Archive: SA unveils Rogue CIWS

RDL Technologies is a step closer to unleashing its “Rogue” close-in weapons system (CIWS) on the world market, after a series of successful tests and demonstrations using a 12,7mm machine gun.
The system was recently fired from a mounting on the turret of a Rooikat armoured car and another aboard navy strike craft SAS Makhanda. RDL’s Karl Fischer said the Rooikat test involved static firing as well as firing on the move at targets at a range of 200m.
Fischer says there is a strong interest from the world’s navies for remote-control point defence gun systems to defend against asymmetric treats such as suicide bombers. The October 2000 attack on the USS Cole highlighted the need for perimeter defence. The Cole, an Arleigh Burke class AEGIS destroyer, is arguably one of the most capable warships in service in any navy, yet is was near powerless against a rubber duck. Fischer said the Rogue was “excellent for that role” but would also do well if fitted to small patrol craft. But many armies also have a need for stabilised gunsystems that can be fired by crews under armour. France, for example, is said to have an interest for 700 such systems. Reports from Iraq have blamed numerous US casualties on their lack of such systems and the requirements of gunners to stand upright through the roof hatches of vehicles and engage insurgents with manually-fired weapons that lack even rudimentary shields.
The Rogue can operate independently of the turret motion or the turret main weapon. The weapon can be slaved to the commander’s primary sight (CPS) or be controlled from under armour by an operator using a remote controller with a video display. A back-up mode allowing its manual operation in cases of power or other failures exist. The system can also be used as the primary weapon for an APC or a soft skinned vehicle. The Rogue is equally suitable for application on a naval vessels where it can be on an upper deck, wing or bow mounting and can be controlled from inside the bridge or combat information centre, using the remote controller and video display as a sighting system.

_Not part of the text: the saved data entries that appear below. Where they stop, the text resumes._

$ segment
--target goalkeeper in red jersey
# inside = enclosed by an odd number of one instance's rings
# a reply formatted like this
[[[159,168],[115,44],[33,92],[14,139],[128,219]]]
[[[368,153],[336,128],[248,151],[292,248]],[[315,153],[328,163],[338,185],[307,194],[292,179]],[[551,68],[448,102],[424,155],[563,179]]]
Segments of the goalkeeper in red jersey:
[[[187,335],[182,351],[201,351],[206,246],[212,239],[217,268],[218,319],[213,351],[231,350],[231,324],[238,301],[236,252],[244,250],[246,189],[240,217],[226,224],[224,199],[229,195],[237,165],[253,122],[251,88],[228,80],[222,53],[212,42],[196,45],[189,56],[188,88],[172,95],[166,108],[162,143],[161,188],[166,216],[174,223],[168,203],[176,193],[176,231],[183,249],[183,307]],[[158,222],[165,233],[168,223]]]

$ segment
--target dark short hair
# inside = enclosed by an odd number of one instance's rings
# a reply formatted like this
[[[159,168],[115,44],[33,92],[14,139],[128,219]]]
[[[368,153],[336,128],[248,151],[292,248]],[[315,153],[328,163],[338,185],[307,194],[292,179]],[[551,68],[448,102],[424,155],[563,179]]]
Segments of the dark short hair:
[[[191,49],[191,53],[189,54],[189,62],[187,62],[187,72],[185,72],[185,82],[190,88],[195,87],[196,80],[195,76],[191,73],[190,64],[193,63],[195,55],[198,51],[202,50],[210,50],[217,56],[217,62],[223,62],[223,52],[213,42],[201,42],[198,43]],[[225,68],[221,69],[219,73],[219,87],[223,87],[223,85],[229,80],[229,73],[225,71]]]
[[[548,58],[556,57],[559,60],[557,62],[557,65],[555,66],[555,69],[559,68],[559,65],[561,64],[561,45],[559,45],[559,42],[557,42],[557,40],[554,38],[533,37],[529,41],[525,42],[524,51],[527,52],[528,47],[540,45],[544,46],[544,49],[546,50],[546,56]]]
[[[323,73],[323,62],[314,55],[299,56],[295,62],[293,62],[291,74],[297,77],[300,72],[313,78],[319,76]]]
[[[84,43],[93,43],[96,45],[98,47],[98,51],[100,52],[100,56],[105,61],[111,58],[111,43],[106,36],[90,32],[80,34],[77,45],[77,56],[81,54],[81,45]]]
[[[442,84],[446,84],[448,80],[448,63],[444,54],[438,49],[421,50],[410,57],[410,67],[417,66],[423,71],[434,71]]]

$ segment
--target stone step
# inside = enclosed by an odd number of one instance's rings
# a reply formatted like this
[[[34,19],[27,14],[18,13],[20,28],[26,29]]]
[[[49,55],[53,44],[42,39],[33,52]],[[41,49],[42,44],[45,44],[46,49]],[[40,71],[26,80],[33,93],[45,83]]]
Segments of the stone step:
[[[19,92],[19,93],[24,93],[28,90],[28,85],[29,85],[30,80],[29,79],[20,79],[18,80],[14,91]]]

In this application the weapon stabilisation compensates for the wave motion. On larger vessels the Rogue may also be slaved to an existing Fire Directing System (FDS).
RDL’s expertise is derived from its 25 year history in developing and manufacturing electric gun drive equipment and FDS for naval guns, armoured fighting vehicles and main battle tanks. The company has the capability to specify, design, integrate and test gun drive — gearboxes and electronics. Short turn around times and cost effective products can be guaranteed by adapting existing building blocks to suit new requirements.